The instrument 601 may include low-noise photodetector, Wheatstone bridge-based amplifier (for piezo-resistor readout), and high-current piezo-ceramic driver. To avoid the effects of optical interference between signals from different cantilevers (producing harmonics at the difference frequency), the instrument may include a low-coherence-length light source (675 nm super-luminescent diode, 7 nm full-width half maximum spectral width) as an optical lever. After the custom photodetector converts the optical signal to a voltage signal, that signal is fed into an FPGA board, in which an FPGA implements twelve parallel second-order phase-locked loops which each both demodulate and drive a single cantilever. The FPGA may on a DE2-115 development board operating on a 100 MHz clock with I/O provided via a high-speed AD/DA card operating 14-bit analog-to-digital and digital-to-analog converters at 100 MHz.

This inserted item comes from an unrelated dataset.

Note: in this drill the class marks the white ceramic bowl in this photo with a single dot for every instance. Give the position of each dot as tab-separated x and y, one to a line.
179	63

To operate all cantilevers in the array, the resonator array transfer function is first measured by sweeping the driving frequency and recording the amplitude and phase of the array response. Parameters for each phase-locked loop (PLL) are calculated such that each cantilever-PLL feedback loop has a 50 or 100 Hz FM-signal bandwidth. The phase-delay for each PLL may be adjusted to maximize the cantilever vibration amplitude. The FM-signal transfer function may be measured for each cantilever-PLL feedback loop to confirm sufficient measurement bandwidth (in case of errors in setting the parameters). That transfer function relates the measured cantilever-PLL oscillation frequency to a cantilever's time-dependent intrinsic resonant frequency. Frequency data for each cantilever are collected at 500 Hz, and may be transmitted from the FPGA to a computer. The device may be placed on a copper heat sink/source connected to a heated water bath, maintained at 37 degrees C. The sample is loaded into the device from vials pressurized under air or air with 5% CO2 through 0.009 inch inner-diameter fluorinated ethylene propylene (FEP) tubing. The pressurized vials may be seated in a temperature-controlled sample-holder throughout the measurement. FEP tubing allows the device to be flushed with piranha solution for cleaning, as piranha will damage most non-fluorinated plastics. To measure a sample of cells, the device may initially flushed with filtered media, and then the sample may be flushed into one bypass channel. On large-channel devices, between one and two psi may be applied across the entire array, yielding flow rates on the order of 0.5 nL/s (the array's calculated fluidic resistance is approximately 3×10{circumflex over ( )}16 Pa/(m3/s). For small-channel devices, 4-5 psi may be applied across the array, yielding flow rates around 0.1 nL/s. Additionally, every several minutes new sample may be flushed into the input bypass channel to prevent particles and cells from settling in the tubing and device. Between experiments, devices may be cleaned with filtered 10% bleach or piranha solution.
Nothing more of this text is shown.